A LEADING health expert has said the hyponatraemia inquiry revealed “lies, deceit and cover-up” in the health service.
Professor Gabriel Scally also said the Department of Health could have saved the lives of some children whose deaths were investigated as part of the long-running investigation.
Mr Justice O’Hara’s final report found the deaths of four North of Ireland children – Derry girl Raychel Ferguson (9), Adam Strain (4), Claire Roberts (9), and Lucy Crawford (17 months) could have been avoided and doctors covered up failures in patient care. The children died between 1995 and 2003.
He also highlighted serious failings which the Department of Health said was a source of “shame for all involved in healthcare”.
Speaking to BBC NI’s Health Correspondent Marie Louise Connolly, Professor Scally, a former senior NHS doctor who was an adviser to the 14-year-long inquiry, said the department should have had proper systems in place.
He said: “This is a remarkable account of lies, deceit and cover-up, of negligence and of secrecy and deliberate obstruction.”
The medic said people were “not being held to account” and that there was a “toxic” relationship among some health professionals in Northern Ireland.
“I have seen it happen before but only in individual institutions or among individual teams,” he said.
“Here it seems to have been a widespread pattern almost across the province.”
Professor Scally added the department could have saved lives if it had been acting properly.
He said: “The Department of Health is not the health service, it is a department of state.
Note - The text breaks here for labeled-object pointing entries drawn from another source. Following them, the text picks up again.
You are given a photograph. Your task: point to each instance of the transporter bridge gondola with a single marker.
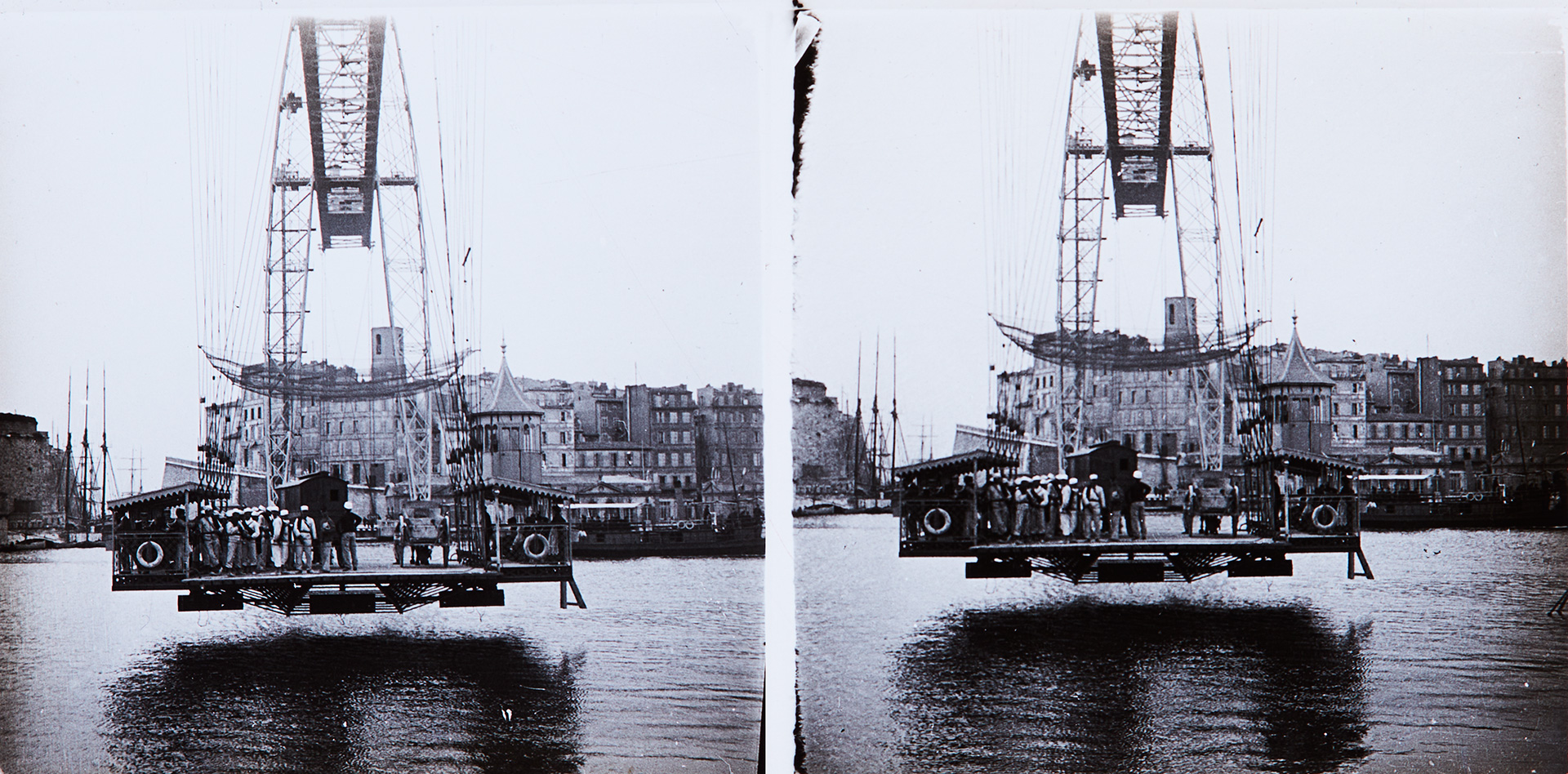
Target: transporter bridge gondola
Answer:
(501, 533)
(951, 506)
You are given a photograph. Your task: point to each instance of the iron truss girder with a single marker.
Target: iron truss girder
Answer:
(342, 82)
(1079, 238)
(408, 284)
(1137, 58)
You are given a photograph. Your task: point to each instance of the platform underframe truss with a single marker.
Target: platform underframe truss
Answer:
(295, 599)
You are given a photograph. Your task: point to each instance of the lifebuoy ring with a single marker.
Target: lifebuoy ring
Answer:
(938, 521)
(1325, 518)
(530, 552)
(157, 555)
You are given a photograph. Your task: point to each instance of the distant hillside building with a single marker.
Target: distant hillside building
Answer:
(825, 444)
(33, 477)
(729, 441)
(1528, 429)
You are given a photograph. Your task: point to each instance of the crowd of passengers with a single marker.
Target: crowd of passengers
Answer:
(248, 541)
(1041, 508)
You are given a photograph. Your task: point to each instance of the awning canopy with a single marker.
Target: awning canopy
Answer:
(519, 489)
(964, 463)
(1307, 460)
(172, 496)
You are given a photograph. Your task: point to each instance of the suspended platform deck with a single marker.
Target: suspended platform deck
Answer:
(1167, 555)
(378, 589)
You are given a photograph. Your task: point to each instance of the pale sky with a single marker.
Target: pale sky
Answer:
(617, 235)
(1416, 190)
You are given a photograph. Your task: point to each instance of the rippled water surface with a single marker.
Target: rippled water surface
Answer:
(661, 674)
(1445, 663)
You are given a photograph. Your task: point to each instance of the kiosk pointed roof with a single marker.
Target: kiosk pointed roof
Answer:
(1297, 367)
(507, 398)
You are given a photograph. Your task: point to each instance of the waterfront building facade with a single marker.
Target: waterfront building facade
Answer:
(1528, 429)
(729, 429)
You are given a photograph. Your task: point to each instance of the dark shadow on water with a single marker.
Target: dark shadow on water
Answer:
(337, 704)
(1092, 687)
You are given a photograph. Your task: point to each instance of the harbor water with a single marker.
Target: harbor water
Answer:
(1448, 661)
(661, 674)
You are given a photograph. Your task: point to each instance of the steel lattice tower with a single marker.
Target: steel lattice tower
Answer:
(345, 165)
(1138, 119)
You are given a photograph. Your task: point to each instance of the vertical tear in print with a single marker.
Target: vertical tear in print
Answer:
(806, 30)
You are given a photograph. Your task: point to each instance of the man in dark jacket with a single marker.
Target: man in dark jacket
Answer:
(347, 540)
(1137, 492)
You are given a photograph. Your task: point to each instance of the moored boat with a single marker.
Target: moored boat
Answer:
(627, 530)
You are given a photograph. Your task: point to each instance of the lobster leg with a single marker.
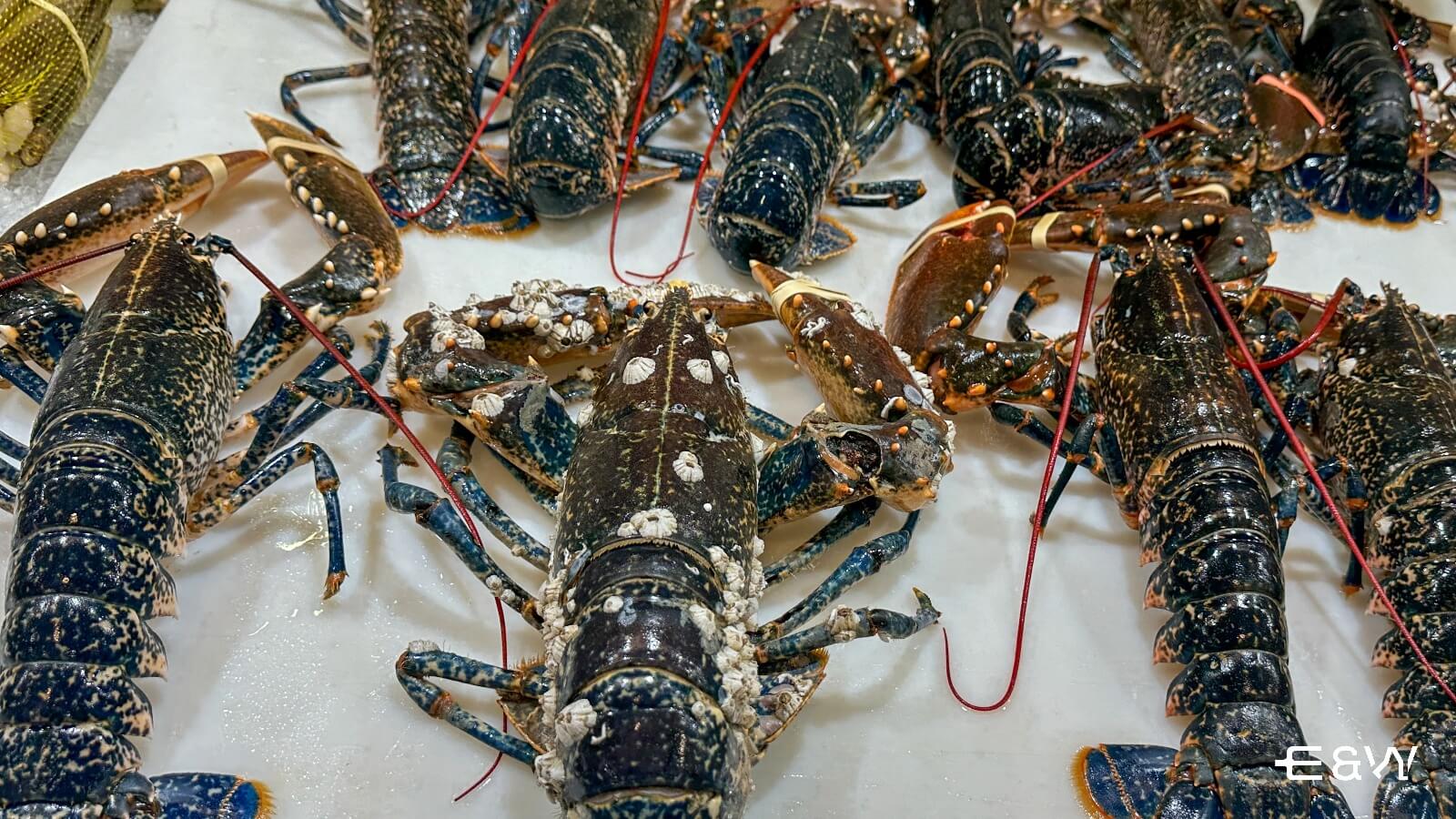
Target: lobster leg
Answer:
(861, 562)
(15, 370)
(325, 479)
(313, 76)
(455, 460)
(1028, 424)
(846, 624)
(424, 661)
(851, 518)
(434, 513)
(878, 126)
(342, 283)
(194, 796)
(339, 15)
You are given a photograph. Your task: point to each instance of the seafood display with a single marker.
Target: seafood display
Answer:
(681, 491)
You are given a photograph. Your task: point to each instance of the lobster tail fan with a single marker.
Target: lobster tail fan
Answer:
(1123, 782)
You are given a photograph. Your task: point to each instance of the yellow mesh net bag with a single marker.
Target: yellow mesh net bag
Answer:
(48, 50)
It is a department to serve the people and serving the people means holding the NHS to account.
“That’s what they should have been doing and it doesn’t look to me like they did that.”
He also called for Northern Ireland’s chief medical officer, Dr Michael McBride, to speak publicly about the matter and reassure the public about how improvements are being made.
He added: “If it was me I would say, ‘I am sorry this happened and I am going to make it my professional duty for the rest of my career to make sure that this never happens again’.
“The chief medical officer, if he was involved, should talk about that and be talking to the public and talking to the families about what he has learnt from that, and to take forward the recommendations and take forward change, he might very well be the best person because he knew it from the inside.”
The Department of Health acknowledged the failings highlighted by Mr Justice O’Hara’s report.
However, it pointed out that Mr Justice O’Hara agreed the health service environment had been transformed since the period he reviewed.
The department said: “Detailed work is continuing in response to the inquiry’s 96 recommendations and further details of this work will be made public in the near future.
“The latest update would have been made public by now, but relevant staff have been heavily involved in the department’s response to the Belfast Trust neurology patient recall.”